O país sabe esta quarta-feira se está ou não a braços com uma crise política. Se Orçamento do Estado chumbar, Presidente da República está preparado para dissolver Assembleia da República.



O país sabe esta quarta-feira se está ou não a braços com uma crise política. O Orçamento do Estado para 2022 vai esta tarde a votos sendo certo que, se os partidos votarem consoante o que garantiram nos últimos dias, o documento chumba. Note-se que, à semelhança do que aconteceu em anos anteriores, o Executivo procurou negociar o documento com BE e PCP, mas desta vez não houve acordo.

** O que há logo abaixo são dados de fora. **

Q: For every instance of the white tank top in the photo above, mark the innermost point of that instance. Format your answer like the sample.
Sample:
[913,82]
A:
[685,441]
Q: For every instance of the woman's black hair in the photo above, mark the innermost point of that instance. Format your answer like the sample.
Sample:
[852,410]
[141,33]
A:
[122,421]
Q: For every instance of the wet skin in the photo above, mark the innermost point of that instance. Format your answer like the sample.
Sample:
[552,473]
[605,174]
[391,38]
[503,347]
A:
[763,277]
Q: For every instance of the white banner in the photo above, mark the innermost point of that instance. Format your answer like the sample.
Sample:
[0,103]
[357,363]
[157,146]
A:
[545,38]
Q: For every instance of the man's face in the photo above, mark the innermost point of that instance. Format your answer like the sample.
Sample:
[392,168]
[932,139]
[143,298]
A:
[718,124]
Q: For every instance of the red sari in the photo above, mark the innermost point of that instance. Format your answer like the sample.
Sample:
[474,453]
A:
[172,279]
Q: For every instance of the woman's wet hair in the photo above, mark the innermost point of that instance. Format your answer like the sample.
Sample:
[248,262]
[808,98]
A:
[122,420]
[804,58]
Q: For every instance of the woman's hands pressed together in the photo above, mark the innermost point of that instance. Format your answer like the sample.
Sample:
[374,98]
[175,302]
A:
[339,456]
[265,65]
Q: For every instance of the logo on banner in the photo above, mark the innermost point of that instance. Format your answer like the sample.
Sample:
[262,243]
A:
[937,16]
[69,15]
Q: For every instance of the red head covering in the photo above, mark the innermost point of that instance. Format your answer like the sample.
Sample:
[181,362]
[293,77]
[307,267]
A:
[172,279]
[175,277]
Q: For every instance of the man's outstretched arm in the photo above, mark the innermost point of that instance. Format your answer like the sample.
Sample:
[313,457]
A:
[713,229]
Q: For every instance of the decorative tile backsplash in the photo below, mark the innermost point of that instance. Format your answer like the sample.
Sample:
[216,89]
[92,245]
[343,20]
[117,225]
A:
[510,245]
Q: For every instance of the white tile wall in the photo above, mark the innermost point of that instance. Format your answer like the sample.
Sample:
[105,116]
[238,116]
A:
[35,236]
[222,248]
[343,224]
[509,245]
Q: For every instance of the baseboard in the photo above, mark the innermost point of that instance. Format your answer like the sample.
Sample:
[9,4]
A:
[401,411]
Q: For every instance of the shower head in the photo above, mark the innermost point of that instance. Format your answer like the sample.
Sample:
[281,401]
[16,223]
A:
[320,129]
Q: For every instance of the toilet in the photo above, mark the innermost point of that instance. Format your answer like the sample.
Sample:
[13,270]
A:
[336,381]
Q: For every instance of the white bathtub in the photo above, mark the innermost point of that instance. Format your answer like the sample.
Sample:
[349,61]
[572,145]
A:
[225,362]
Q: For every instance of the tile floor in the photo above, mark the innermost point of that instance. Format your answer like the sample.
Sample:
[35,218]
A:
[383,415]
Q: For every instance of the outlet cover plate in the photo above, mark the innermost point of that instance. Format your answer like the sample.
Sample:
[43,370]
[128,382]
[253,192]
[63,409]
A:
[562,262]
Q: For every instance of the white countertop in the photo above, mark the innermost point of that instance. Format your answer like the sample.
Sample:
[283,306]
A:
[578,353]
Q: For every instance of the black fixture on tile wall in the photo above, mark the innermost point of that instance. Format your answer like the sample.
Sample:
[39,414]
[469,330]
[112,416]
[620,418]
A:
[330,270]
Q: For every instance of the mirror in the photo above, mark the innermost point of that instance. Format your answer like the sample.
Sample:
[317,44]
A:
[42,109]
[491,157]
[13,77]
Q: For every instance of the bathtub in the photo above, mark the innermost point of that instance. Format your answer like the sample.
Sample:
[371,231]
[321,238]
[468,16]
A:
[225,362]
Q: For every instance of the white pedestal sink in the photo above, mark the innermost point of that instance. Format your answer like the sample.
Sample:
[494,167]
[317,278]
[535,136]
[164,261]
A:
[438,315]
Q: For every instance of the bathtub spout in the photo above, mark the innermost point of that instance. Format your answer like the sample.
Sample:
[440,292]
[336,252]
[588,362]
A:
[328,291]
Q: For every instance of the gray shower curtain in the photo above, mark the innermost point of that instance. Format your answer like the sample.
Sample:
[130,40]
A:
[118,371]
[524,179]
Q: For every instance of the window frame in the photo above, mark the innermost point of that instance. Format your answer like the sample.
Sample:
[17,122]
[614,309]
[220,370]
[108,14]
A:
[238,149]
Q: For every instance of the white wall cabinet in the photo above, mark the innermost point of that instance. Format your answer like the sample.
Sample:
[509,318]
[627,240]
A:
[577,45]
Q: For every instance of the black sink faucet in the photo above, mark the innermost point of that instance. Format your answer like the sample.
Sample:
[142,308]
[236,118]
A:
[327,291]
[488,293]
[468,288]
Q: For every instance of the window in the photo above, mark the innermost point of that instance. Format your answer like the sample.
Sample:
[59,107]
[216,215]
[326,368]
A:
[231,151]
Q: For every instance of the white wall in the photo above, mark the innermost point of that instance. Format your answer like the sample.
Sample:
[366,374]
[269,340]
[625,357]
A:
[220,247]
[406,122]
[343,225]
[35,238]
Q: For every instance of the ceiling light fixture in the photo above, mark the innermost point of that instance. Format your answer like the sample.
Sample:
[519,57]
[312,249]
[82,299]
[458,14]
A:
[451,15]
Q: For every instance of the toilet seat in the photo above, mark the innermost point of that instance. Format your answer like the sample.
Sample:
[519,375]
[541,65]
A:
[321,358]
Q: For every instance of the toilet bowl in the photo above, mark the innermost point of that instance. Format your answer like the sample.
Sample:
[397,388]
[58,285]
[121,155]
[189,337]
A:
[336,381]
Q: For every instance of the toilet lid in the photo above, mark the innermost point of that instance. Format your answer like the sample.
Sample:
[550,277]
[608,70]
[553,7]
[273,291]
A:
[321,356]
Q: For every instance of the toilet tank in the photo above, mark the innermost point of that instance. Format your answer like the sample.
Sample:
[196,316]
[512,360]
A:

O Bloco de Esquerda manifestou a intenção de votar contra o OE no sábado, sustentando que o Governo não realizou qualquer aproximação às nove propostas dos bloquistas. Momentos depois desse anúncio, o Executivo falava ao país, e admitia que teria “muita dificuldade” em responder às exigências feitas pelos bloquistas. As negociações prosseguiram com o PCP, tendo na segunda-feira o secretário-geral dos comunistas anunciado que o partido tencionava votar contra. Será a decisão reversível? “Só com um golpe de mágica” algo mudaria, garantiu Jerónimo de Sousa.

Feitas as contas, não havendo nenhuma surpresa de última hora, o documento chumbará com votos contra do Chega, PSD, CDS, IL, BE, PCP e PEV e a abstenção do PAN e das deputadas não inscritas Cristina Rodrigues e Joacine Katar Moreira. A favor, só mesmo o PS.

O que é que acontece se o Orçamento do Estado chumbar?

A opção seria a gestão por duodécimos ou eleições antecipadas. Neste caso, o Presidente da República já fez saber que, caso este cenário se confirme, dissolverá a Assembleia da República, provocando eleições antecipadas. Este processo exige uma audição do primeiro-ministro e dos partidos e a convocação do Conselho de Estado.

Ir a votos significa 60 dias entre a convocação e a realização do processo eleitoral. Marcelo Rebelo de Sousa já disse que não marcaria eleições entre o Natal e o Ano Novo, tendo o NOVO apurado que o Presidente da República tenciona marcar o sufrágio para 6 ou 13 de Fevereiro, a menos que algum imprevisto determine que os prazos sejam mais curtos.

E até lá? O primeiro-ministro garantiu que, em caso de chumbo, o Executivo não se demite, passando a funcionar como um Governo de gestão até que seja eleito um novo.

Ainda há margem de manobra?

Sim. Se o Bloco de Esquerda ou o Partido Comunista Português mudarem o sentido de voto, o OE passa. Os partidos nem sequer precisam de votar a favor, sendo a abstenção suficiente.

Contudo, esta é cada vez mais uma possibilidade remota.

O que significa governar em duodécimos?

Significa que o Executivo poderá governar o país com base na despesa do ano anterior, ou seja, terá em cada mês a mesma verba que despendeu no mês homólogo. Além disso, a distribuição de fundos entre os programas terá também de ser respeitada.

Governar em duodécimos significaria também que as medidas do OE2022 não podem ser executadas.